Spellen met Medicineballen

  1. Werk in teams van 4-5 leerlingen. Laat telkens één leerling met de medicinebal voor zich (met gestrekte armen) een woord spellen door de medicinebal door de lucht te bewegen. Andere team moet het woord raden
  2. Sta met de armen gestrekt voor je lichaam terwijl je een medicinebal vasthoudt. Doe je ogen dicht en laat de medicinebal vallen. Probeer de medicinebal zo dicht mogelijk bij de grond op te vangen
  3. Sta met een medicinebal tegen je borst gedrukt. Gooi de bal omhoog, en probeer 180 graden te draaien waarna je de bal weer opvangt. Lukt dit, probeer dan zowel rechtsom, als linksom te draaien. Lukt beide, probeer dan 360 graden te draaien (linksom/rechtsom).

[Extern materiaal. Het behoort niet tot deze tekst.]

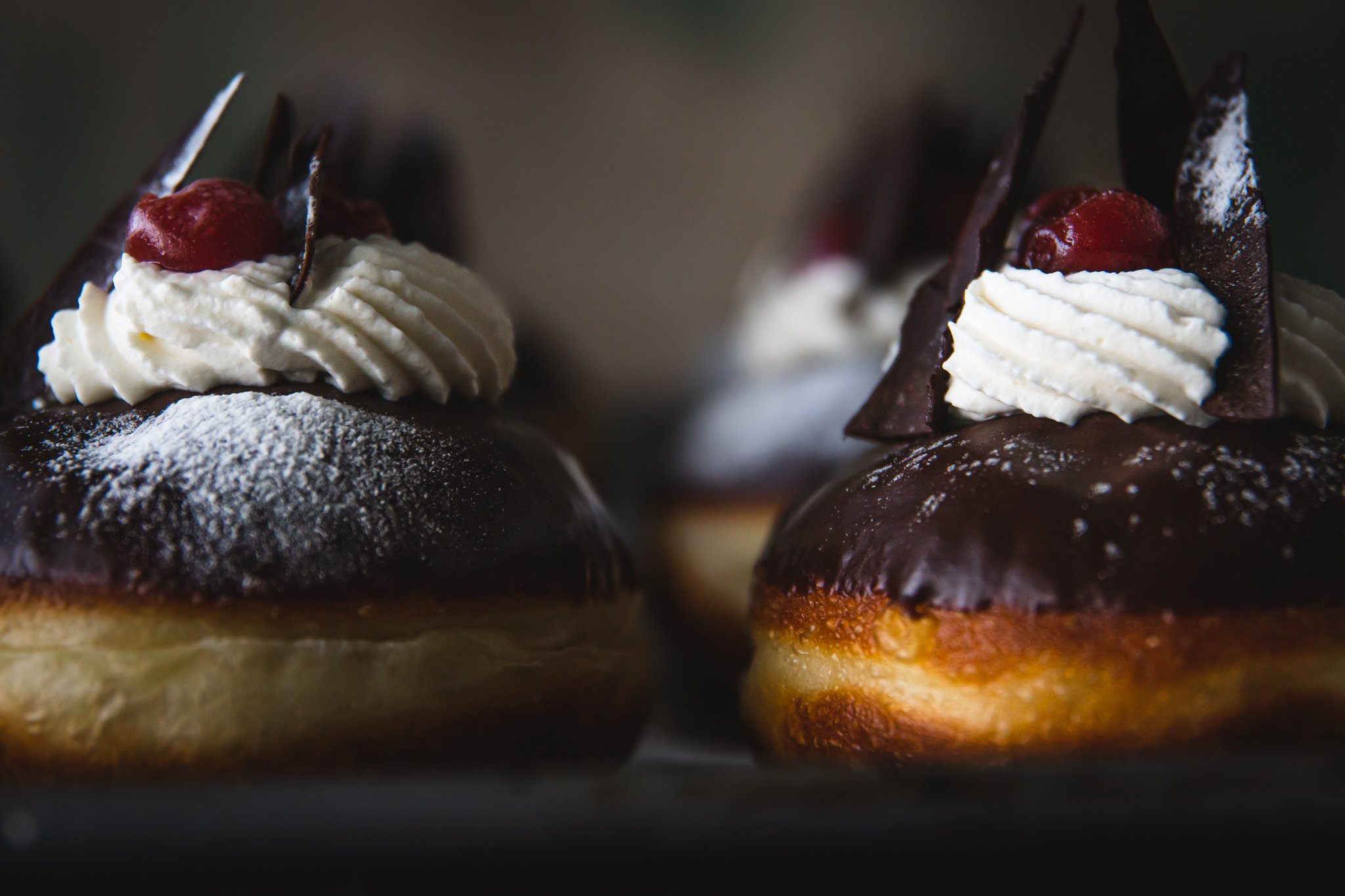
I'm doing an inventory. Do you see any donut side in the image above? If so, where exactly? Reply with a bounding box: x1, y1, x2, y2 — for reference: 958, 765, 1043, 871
744, 594, 1345, 763
744, 415, 1345, 761
0, 584, 647, 782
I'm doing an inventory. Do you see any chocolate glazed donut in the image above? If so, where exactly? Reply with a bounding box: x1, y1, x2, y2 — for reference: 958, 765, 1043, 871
745, 415, 1345, 761
0, 385, 644, 779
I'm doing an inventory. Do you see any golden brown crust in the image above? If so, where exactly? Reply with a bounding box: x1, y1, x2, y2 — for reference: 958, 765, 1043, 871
744, 594, 1345, 763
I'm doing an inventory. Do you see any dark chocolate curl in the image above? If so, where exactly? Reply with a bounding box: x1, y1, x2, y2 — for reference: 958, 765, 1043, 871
1173, 54, 1279, 423
846, 7, 1084, 442
1113, 0, 1196, 215
0, 73, 244, 421
289, 127, 331, 305
252, 93, 295, 196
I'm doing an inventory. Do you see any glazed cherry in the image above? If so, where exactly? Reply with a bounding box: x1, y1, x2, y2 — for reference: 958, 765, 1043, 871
317, 191, 393, 239
1018, 186, 1177, 274
127, 179, 285, 271
799, 209, 860, 266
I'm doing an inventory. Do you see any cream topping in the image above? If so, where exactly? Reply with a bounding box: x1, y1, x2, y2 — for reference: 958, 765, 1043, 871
37, 236, 515, 404
944, 267, 1228, 426
1275, 274, 1345, 426
733, 257, 937, 377
944, 267, 1345, 426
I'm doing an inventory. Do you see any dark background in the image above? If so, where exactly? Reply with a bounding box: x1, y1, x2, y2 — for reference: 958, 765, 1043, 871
0, 0, 1345, 398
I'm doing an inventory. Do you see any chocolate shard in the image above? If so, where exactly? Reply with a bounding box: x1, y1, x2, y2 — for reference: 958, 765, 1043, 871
1173, 54, 1279, 422
858, 98, 936, 282
845, 7, 1083, 442
1113, 0, 1196, 215
0, 73, 244, 421
281, 127, 331, 305
252, 93, 295, 196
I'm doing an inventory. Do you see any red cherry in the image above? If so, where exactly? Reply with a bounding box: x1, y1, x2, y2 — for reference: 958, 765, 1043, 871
799, 209, 860, 267
1018, 186, 1177, 274
127, 179, 285, 271
317, 191, 393, 239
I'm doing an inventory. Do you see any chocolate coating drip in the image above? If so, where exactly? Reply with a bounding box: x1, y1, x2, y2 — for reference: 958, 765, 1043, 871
756, 414, 1345, 614
846, 7, 1083, 442
1113, 0, 1196, 215
1173, 55, 1279, 422
0, 385, 632, 606
0, 74, 244, 421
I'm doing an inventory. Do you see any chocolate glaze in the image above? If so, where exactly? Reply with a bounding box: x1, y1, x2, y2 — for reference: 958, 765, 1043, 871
1173, 54, 1279, 422
756, 414, 1345, 614
376, 127, 467, 262
846, 7, 1083, 442
0, 385, 634, 606
1113, 0, 1196, 215
0, 75, 242, 421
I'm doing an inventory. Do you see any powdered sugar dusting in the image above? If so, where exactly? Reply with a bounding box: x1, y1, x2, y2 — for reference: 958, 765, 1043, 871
39, 393, 463, 591
1178, 93, 1266, 228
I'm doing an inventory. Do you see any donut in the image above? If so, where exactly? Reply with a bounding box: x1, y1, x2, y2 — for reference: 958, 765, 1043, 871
744, 414, 1345, 761
0, 385, 644, 780
0, 78, 647, 782
742, 1, 1345, 764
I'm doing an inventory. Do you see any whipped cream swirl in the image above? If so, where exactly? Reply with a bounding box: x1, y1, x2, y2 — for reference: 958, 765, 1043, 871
1275, 274, 1345, 426
37, 236, 515, 404
944, 267, 1229, 426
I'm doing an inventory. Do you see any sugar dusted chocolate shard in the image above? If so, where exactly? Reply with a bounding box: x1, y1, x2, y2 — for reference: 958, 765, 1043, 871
252, 94, 295, 196
1173, 54, 1279, 422
1113, 0, 1196, 215
846, 7, 1083, 442
281, 127, 331, 305
0, 74, 244, 421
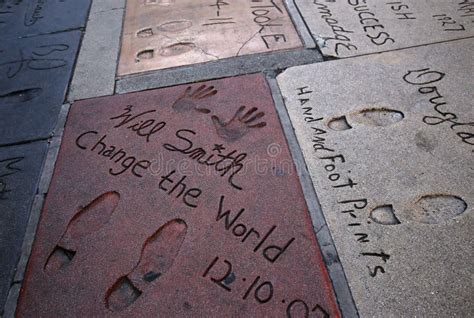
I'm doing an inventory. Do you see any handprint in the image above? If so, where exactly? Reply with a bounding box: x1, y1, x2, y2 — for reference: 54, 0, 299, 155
212, 106, 267, 141
172, 85, 217, 114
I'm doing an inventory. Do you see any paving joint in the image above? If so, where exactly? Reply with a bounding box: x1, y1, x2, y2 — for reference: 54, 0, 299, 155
267, 75, 359, 317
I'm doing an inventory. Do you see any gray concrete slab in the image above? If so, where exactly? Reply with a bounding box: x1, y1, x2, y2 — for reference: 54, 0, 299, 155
295, 0, 474, 57
0, 31, 81, 145
90, 0, 126, 14
267, 74, 358, 317
277, 39, 474, 317
116, 49, 323, 94
0, 142, 47, 312
68, 1, 124, 101
0, 0, 90, 39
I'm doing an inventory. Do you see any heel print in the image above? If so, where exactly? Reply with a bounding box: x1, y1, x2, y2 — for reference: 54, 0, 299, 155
44, 192, 120, 272
105, 219, 188, 312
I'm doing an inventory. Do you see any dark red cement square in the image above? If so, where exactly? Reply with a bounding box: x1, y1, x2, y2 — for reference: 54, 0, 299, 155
17, 75, 340, 317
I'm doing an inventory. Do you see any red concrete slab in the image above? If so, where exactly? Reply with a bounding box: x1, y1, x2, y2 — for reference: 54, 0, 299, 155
17, 75, 340, 317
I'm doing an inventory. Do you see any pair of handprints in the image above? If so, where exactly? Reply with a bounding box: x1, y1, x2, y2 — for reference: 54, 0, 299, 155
172, 84, 267, 141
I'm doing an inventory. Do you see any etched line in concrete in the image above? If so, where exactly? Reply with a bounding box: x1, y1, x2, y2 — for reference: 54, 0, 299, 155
68, 0, 124, 101
115, 49, 323, 94
267, 74, 358, 317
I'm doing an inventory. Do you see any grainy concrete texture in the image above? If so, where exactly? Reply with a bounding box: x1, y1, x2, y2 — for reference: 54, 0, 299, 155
68, 0, 125, 101
278, 40, 474, 317
0, 142, 47, 312
0, 0, 91, 39
18, 74, 340, 317
295, 0, 474, 57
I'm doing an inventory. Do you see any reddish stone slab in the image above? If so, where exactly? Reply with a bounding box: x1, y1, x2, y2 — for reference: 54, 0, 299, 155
17, 75, 340, 317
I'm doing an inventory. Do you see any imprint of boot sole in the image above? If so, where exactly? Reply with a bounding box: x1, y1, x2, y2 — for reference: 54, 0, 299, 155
44, 192, 120, 272
410, 194, 467, 224
369, 204, 400, 225
105, 219, 187, 312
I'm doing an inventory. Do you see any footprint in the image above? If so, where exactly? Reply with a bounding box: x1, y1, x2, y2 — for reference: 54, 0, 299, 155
44, 191, 120, 272
160, 42, 196, 57
105, 219, 187, 312
211, 106, 267, 142
0, 88, 43, 104
137, 20, 193, 38
145, 0, 176, 6
328, 108, 405, 131
135, 49, 155, 63
410, 194, 467, 224
369, 204, 400, 225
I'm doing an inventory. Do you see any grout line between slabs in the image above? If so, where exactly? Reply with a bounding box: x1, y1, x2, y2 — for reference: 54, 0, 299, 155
3, 104, 70, 318
267, 75, 359, 317
284, 0, 317, 49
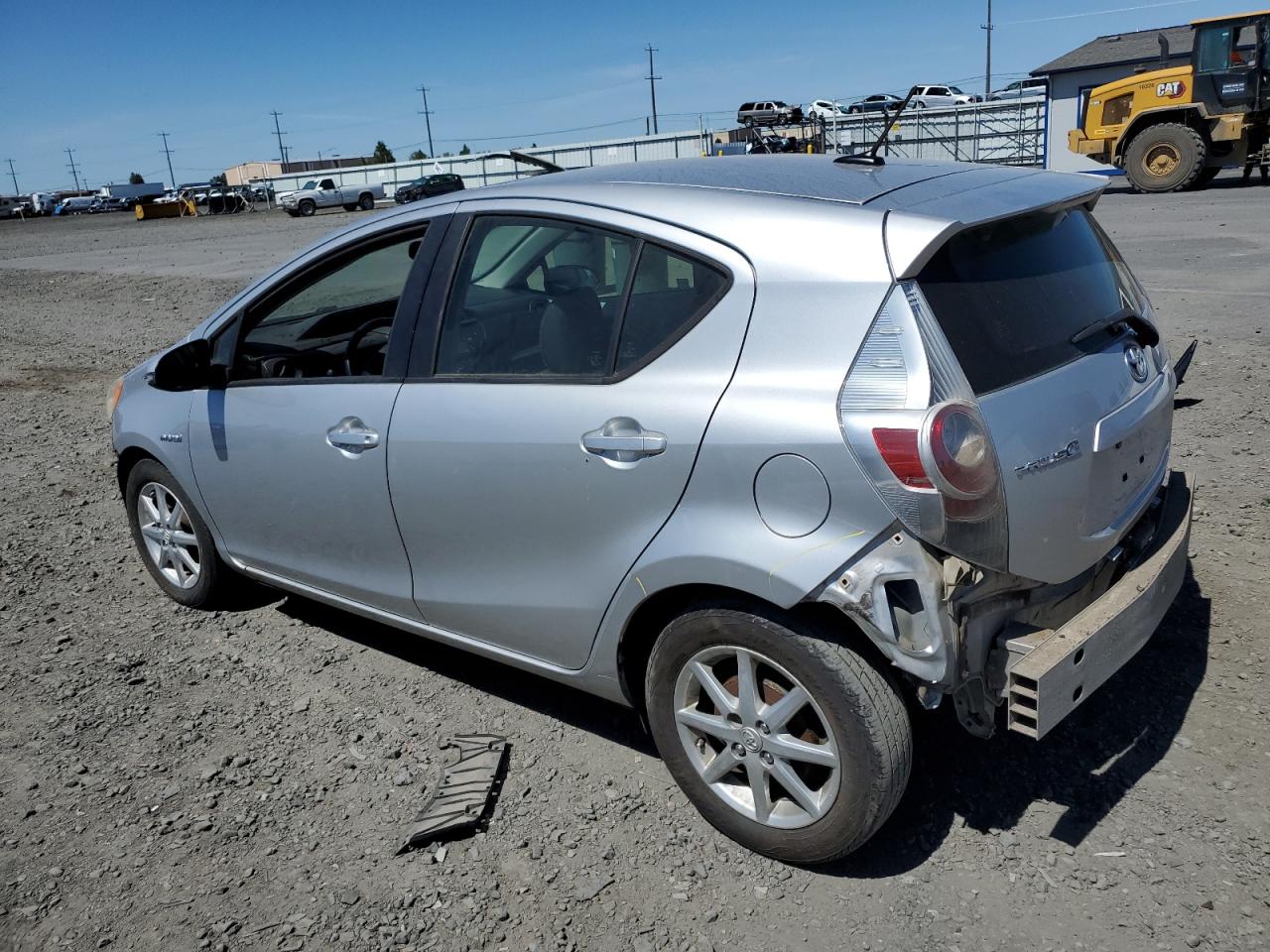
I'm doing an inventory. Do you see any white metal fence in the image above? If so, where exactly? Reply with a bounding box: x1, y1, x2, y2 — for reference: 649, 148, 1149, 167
250, 99, 1048, 198
826, 99, 1049, 165
257, 132, 710, 198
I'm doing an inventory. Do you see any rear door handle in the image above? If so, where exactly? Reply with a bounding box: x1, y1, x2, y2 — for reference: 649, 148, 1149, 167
326, 416, 380, 458
581, 417, 666, 459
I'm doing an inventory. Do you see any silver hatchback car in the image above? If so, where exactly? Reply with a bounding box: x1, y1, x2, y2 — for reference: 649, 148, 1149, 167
113, 156, 1190, 863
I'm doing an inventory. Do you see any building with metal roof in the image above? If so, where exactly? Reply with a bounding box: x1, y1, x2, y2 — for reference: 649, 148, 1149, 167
1031, 24, 1193, 174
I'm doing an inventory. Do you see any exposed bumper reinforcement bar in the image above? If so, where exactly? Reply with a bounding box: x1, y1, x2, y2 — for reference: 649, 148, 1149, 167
1006, 472, 1192, 740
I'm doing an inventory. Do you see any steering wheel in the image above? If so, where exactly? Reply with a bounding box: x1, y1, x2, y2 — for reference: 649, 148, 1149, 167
344, 317, 393, 377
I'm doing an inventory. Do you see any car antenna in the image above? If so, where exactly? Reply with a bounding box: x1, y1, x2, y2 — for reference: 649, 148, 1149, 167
833, 86, 917, 165
485, 151, 564, 172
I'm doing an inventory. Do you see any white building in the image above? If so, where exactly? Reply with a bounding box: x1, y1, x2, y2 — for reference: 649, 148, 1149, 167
1031, 26, 1192, 174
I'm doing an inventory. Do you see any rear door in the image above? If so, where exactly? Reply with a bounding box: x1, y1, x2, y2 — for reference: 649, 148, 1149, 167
389, 199, 753, 669
917, 208, 1172, 583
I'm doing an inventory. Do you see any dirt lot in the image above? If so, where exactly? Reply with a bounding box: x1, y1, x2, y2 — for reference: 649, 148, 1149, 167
0, 180, 1270, 952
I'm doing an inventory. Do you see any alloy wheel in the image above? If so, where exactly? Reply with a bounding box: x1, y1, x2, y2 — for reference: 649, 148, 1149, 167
137, 482, 202, 589
675, 645, 842, 829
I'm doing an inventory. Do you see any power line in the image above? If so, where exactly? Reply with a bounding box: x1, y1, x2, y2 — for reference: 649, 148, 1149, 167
416, 82, 437, 156
644, 44, 662, 133
979, 0, 994, 99
155, 132, 177, 187
66, 149, 80, 191
999, 0, 1199, 27
269, 109, 290, 165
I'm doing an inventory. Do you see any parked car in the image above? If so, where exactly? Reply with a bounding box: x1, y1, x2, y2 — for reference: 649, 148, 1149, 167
393, 173, 463, 204
109, 156, 1190, 863
54, 195, 101, 214
909, 86, 974, 109
804, 99, 847, 121
736, 99, 795, 126
31, 191, 58, 214
988, 77, 1049, 101
847, 92, 904, 114
278, 178, 384, 218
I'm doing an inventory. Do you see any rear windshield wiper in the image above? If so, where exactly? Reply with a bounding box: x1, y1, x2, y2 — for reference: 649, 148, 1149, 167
1072, 307, 1160, 346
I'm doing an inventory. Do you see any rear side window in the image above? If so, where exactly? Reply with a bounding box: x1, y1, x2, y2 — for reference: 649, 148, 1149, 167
917, 209, 1144, 394
435, 216, 727, 382
616, 244, 726, 373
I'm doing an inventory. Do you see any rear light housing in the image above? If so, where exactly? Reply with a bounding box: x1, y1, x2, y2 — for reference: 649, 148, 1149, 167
838, 282, 1008, 571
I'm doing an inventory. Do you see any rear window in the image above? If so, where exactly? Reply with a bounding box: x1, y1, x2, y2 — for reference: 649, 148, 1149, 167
917, 208, 1144, 394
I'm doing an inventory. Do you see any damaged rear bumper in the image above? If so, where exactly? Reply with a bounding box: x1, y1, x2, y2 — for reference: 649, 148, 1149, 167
1006, 472, 1192, 739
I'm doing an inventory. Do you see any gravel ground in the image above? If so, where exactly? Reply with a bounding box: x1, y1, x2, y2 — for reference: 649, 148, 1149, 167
0, 178, 1270, 952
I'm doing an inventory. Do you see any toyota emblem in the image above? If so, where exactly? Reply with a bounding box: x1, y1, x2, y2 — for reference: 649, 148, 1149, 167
1124, 344, 1147, 384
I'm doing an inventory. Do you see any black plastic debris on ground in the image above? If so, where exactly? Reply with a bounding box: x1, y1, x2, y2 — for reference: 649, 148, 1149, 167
398, 734, 512, 856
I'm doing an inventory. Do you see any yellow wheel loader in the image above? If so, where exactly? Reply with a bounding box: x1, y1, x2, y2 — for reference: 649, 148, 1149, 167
1067, 10, 1270, 191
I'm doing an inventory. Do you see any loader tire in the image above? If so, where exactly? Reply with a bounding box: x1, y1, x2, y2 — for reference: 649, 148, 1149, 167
1124, 122, 1207, 193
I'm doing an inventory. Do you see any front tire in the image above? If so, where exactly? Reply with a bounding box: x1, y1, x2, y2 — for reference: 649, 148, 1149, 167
123, 459, 234, 608
1124, 122, 1207, 193
645, 607, 913, 865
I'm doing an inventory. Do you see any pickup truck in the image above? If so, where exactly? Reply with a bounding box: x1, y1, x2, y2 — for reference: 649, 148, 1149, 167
278, 178, 384, 218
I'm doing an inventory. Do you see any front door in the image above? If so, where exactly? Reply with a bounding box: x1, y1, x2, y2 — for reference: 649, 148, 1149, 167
190, 223, 440, 617
389, 202, 753, 669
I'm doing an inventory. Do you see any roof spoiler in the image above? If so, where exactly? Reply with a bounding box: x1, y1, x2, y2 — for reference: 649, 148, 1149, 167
485, 151, 564, 172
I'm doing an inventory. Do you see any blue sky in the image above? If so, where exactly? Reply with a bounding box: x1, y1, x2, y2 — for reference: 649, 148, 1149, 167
0, 0, 1242, 193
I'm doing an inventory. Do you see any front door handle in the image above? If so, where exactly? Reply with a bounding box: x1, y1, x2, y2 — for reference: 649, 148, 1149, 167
326, 416, 380, 459
581, 416, 666, 462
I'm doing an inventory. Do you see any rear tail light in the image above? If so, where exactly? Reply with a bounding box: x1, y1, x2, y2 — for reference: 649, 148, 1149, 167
874, 426, 934, 489
838, 282, 1008, 568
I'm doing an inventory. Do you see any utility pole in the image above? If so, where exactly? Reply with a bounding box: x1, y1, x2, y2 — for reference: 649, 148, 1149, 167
269, 109, 289, 165
155, 132, 177, 187
644, 44, 662, 132
979, 0, 993, 103
66, 149, 80, 191
416, 83, 437, 159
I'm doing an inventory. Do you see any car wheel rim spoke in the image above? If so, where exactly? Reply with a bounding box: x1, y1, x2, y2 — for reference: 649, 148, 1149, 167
675, 645, 842, 829
137, 482, 202, 589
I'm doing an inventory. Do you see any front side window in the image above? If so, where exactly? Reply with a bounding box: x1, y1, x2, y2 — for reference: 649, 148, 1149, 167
436, 216, 726, 381
230, 228, 423, 381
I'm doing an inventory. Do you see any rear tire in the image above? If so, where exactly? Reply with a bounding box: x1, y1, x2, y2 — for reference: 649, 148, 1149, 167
644, 606, 913, 865
123, 459, 237, 608
1124, 122, 1207, 194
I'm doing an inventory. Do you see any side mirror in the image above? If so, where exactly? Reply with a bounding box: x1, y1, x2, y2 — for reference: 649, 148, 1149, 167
150, 337, 212, 391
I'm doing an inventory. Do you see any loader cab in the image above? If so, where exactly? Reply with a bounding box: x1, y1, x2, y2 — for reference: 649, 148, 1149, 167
1192, 10, 1270, 115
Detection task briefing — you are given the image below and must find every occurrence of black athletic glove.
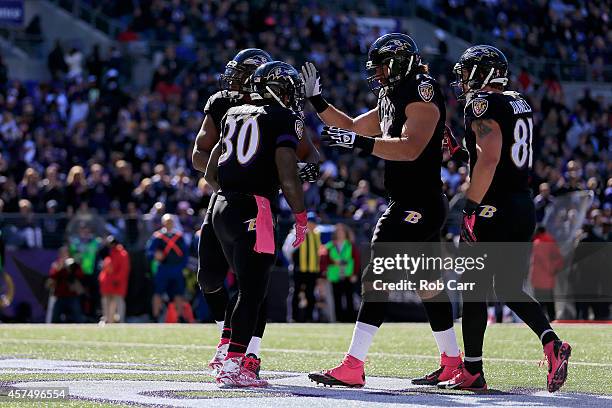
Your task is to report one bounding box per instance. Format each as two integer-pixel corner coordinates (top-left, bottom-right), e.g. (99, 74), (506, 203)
(442, 126), (470, 163)
(461, 199), (478, 244)
(298, 163), (320, 183)
(321, 126), (375, 154)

  4. Sta met alle leerlingen in een cirkel (ongeveer 1.5m van elkaar af). Aan de ene kant van de cirkel begin je met een bal (de ‘kat’), en aan de andere kant van de cirkel begin je met een tweede bal (de ‘muis’). De ballen worden bij een startsignaal met de klok mee zo snel mogelijk rond gegooid. De leerlingen moeten proberen ervoor te zorgen dat de kat de muis niet vangt. Variaties op dit spel: voeg een derde bal toe (de ‘hond’), of wissel van richting. Je kunt de leerlingen in plaats van de bal naar elkaar te laten gooien (op 1.5m afstand van elkaar), ook de ballen laten doorgeven om de core-strength te verbeteren.